The simplicity of locksmith is what I like, simple process to reboot nodes without any needing additional Kubernetes configuration. Ideally, Kubernetes should be able to tolerate a node rebooting without any issues.

I didn't like kured because after creating a cluster it still needs to the update service to be deployed and configured in Kubernetes. I did not know about the Flatcar Linux Update Operator, but it also requires Kubernetes setup.
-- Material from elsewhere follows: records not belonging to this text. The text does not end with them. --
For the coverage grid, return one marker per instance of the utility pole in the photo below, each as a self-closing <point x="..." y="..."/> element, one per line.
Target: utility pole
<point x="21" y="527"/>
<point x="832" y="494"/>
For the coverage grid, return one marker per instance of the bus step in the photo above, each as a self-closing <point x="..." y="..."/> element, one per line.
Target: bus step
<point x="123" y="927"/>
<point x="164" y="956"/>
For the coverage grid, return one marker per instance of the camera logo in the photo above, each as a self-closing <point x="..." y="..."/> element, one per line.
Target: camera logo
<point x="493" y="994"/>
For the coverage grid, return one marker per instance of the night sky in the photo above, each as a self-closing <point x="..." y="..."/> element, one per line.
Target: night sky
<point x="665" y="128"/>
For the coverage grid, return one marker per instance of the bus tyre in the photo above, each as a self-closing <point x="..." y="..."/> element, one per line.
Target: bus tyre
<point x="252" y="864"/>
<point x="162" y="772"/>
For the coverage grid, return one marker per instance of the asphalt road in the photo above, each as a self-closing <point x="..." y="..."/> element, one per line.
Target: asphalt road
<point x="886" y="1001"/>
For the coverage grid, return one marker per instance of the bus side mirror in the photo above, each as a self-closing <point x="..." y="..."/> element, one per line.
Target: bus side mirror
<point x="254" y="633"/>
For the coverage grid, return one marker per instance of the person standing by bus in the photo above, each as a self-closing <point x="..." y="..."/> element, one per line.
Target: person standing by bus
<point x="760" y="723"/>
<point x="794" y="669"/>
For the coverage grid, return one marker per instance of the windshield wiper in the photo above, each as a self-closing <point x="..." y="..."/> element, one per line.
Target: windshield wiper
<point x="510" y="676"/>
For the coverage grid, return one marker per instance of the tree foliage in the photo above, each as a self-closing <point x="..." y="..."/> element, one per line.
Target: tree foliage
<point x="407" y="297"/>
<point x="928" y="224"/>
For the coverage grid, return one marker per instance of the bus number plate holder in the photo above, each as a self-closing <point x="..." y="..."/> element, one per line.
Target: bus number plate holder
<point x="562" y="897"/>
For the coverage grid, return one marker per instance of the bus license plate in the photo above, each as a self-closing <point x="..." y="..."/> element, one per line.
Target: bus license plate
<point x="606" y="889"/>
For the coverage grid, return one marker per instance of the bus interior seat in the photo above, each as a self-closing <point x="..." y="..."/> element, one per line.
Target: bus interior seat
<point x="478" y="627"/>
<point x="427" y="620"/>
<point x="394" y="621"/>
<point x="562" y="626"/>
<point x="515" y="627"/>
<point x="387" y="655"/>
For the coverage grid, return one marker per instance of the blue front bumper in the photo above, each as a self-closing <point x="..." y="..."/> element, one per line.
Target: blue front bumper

Perhaps I am mistaken and this is the best path forward.

I am trying to create a setup where I can fully automate the deployment of a multi-node k3s cluster with automatic updates.

@tormath1 to test the PR, do I build locksmith with your PR and overwrite the binaries in the flatcar OS?

tormath1 commented 4 months ago

I am trying to create a setup where I can fully automate the deployment of a multi-node k3s cluster with automatic updates.

In this case, I would recommend to investigate further with FLUO or Kured approach. Kured is only a daemon set that runs on each node (and compatible with Flatcar) and it can be easily deployed and it takes care of draining cleanly the nodes before reboot.

For trying the PR you can build locally then upload the binary to your nodes in /opt/bin for example. You might need to copy /opt/bin/locksmithctl to /opt/bin/locksmithd if you want to update locksmithd.service to consume this new binary (by overriding the ExecStart= section). :warning: The PR has not been updated, use this for testing only :warning:

bmbeverst commented 4 months ago

Thanks for the advice! Totally understand that the PR is not production ready.

Really appreciate the help with this issue.